Vegetarian Pregnancy

Tandavan, Devananda



There is absolutely no requirement for humans, including pregnant humans, to ingest animal foods. We get along very well - better in fact - without the added problems and stresses that occur when animal products are eaten. You may ask, "Why do so many doctors recommend meat eating?" The reason is that they have never studied nutrition either in medical school or since graduation. There is ample scientific evidence available for those who are curious enough to look for it, and some of the newer physicians are beginning to learn of these facts. But unless the expectant vegetarian mother is lucky enough to have a knowledgeable doctor, she will need to personally study and understand her nutritional needs.

It is said that the pregnant women must eat enough for two. The truth of the matter is that the women must eat food for 1[?], for the fetus does not demand as many calories as a grown person.

The World Health Organization's recommended daily allowance (RDA) for protein is 44 grams; the US government's is 74 grams. The truth is somewhere between these two extremes, but the US RDA is probably safer. It is especially wise in the last trimester to maintain this higher level.

With adequate caloric intake, it is very difficult not to receive sufficient protein, providing some slight care is used in choosing the food sources. A good balance of whole grains, legumes, nuts and seeds will assure this balanced protein diet. More variety in this regard is best for the body, as it has a greater amount of amino acids from which to choose the "building blocks" for your child. We tend to forget that the green foods - especially dark green foods, such as broccoli, collard, kale, kohlrabi, spinach, endive, beet and mustard greens, swiss chard, etc. - are all good sources of protein and also of calcium. We all know that sprouts have a greater amount of protein than their basic seed or nut; however, you should not have more than about two ounces a day in sprout form as there are alkaloids in these that may adversely effect the baby or mother. We should be careful of the amount of the fattier seeds eaten, for we still want the diet to be no more than 25-30% fat calories.

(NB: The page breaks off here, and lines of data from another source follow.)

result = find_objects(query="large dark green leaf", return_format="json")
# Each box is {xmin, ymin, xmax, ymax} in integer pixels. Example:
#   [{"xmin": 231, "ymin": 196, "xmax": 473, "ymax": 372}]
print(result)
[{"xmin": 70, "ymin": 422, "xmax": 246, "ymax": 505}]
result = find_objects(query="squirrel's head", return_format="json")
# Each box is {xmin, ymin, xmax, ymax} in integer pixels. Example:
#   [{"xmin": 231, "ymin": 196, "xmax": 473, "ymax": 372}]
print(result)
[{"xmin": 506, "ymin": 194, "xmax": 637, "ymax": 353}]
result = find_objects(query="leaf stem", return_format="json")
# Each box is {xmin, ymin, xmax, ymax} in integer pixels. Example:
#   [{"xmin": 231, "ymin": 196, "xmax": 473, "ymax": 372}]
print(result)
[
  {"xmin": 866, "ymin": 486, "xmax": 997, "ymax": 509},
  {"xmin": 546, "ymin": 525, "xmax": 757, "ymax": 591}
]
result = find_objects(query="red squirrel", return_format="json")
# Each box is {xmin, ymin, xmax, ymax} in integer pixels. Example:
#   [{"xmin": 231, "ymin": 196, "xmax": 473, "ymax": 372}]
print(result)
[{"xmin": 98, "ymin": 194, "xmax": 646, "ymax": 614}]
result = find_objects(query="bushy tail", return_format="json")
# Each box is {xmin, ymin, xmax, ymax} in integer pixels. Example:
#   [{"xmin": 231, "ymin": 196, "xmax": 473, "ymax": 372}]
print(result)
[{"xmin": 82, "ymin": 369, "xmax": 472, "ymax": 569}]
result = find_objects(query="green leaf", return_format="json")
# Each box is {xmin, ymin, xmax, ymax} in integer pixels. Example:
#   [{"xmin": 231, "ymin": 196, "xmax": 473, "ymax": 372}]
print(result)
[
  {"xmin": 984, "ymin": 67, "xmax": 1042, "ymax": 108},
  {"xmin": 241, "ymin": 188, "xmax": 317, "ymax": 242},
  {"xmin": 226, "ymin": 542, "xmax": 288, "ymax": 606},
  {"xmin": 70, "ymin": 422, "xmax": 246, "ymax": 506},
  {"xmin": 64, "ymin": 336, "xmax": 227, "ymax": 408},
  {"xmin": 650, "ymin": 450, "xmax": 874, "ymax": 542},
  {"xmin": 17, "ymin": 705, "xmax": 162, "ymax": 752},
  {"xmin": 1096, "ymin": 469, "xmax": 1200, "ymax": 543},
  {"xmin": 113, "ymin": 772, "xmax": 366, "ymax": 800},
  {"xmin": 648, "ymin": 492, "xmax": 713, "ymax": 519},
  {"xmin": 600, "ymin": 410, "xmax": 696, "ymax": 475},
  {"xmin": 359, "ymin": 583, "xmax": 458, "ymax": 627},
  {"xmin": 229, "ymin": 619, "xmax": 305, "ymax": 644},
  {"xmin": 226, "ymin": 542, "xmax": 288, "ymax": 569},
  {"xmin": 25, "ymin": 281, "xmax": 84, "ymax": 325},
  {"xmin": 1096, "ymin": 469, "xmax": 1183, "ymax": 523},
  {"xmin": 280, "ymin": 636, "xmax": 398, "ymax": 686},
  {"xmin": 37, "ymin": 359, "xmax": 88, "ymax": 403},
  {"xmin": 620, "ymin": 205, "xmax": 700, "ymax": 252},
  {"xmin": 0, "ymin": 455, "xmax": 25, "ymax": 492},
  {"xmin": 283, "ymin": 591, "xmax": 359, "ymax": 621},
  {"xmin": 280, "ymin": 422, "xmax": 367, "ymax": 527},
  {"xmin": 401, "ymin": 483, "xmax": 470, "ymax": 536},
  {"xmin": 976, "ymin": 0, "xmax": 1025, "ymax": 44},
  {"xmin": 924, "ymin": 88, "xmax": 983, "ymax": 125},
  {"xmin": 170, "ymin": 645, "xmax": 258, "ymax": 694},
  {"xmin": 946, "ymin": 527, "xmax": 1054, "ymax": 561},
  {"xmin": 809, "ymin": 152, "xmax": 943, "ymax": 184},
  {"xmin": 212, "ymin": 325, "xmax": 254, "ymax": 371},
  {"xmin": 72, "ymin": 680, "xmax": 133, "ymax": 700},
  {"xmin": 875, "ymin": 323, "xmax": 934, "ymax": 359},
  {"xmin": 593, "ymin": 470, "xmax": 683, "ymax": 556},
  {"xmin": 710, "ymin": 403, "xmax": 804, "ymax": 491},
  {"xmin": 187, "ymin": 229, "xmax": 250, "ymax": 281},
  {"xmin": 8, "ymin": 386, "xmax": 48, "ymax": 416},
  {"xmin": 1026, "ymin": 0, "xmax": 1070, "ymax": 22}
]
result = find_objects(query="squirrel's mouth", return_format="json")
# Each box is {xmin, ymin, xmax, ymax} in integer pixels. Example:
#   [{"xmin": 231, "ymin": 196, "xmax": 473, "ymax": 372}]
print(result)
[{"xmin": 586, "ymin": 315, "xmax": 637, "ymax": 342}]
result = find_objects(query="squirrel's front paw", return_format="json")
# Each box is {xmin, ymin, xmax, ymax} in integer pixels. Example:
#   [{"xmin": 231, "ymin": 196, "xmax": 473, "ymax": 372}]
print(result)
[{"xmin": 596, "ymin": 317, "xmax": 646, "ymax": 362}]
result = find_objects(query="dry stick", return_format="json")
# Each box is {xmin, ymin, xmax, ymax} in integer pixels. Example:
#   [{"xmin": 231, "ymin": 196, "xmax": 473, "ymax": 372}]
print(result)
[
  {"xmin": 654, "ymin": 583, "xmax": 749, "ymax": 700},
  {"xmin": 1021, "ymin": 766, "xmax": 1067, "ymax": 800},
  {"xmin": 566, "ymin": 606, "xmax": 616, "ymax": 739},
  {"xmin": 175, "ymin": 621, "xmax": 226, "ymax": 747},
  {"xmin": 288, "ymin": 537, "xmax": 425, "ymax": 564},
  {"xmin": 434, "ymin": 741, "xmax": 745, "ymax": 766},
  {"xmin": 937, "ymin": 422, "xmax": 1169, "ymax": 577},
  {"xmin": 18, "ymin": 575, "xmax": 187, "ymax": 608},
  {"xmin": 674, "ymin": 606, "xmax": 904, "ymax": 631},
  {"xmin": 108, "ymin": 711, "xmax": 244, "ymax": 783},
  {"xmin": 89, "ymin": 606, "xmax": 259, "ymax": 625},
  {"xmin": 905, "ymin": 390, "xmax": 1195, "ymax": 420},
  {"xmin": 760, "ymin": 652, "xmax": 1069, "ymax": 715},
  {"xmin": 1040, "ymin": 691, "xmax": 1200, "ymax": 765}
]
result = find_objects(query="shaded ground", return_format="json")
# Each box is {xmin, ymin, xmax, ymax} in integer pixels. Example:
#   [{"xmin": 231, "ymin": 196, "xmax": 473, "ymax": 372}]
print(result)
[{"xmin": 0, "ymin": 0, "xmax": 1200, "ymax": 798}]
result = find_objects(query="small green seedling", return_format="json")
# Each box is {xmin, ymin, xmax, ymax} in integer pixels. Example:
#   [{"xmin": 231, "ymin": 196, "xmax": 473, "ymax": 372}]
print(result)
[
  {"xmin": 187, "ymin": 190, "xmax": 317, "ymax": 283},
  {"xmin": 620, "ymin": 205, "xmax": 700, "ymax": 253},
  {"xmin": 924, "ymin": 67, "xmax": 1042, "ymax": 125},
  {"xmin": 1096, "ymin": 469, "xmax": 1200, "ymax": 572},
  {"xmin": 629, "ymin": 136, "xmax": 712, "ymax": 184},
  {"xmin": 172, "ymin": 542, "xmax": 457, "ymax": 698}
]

Our critics will also say that it is essential to drink milk and eat a lot of milk products for calcium. The US RDA for calcium is 1200 mgms per day. A good balanced vegetarian diet with use of the dark green leafy vegetables will probably give this, but to be sure it is advisable to supplement the diet with 5-800 mgms of calcium ascorbate daily (calcium plus vitamin C). This should also be associated with 2-300 mgms of magnesium. This is easily obtained from any source of vitamins or food supplements. Do not take supplements that are made from dolomite, bone meal, oyster shells or other animal sources. These may be contaminated with zinc, lead or mercury. The calcium source from milk products may also be contaminated and the amount of fat is markedly concentrated in cheese especially.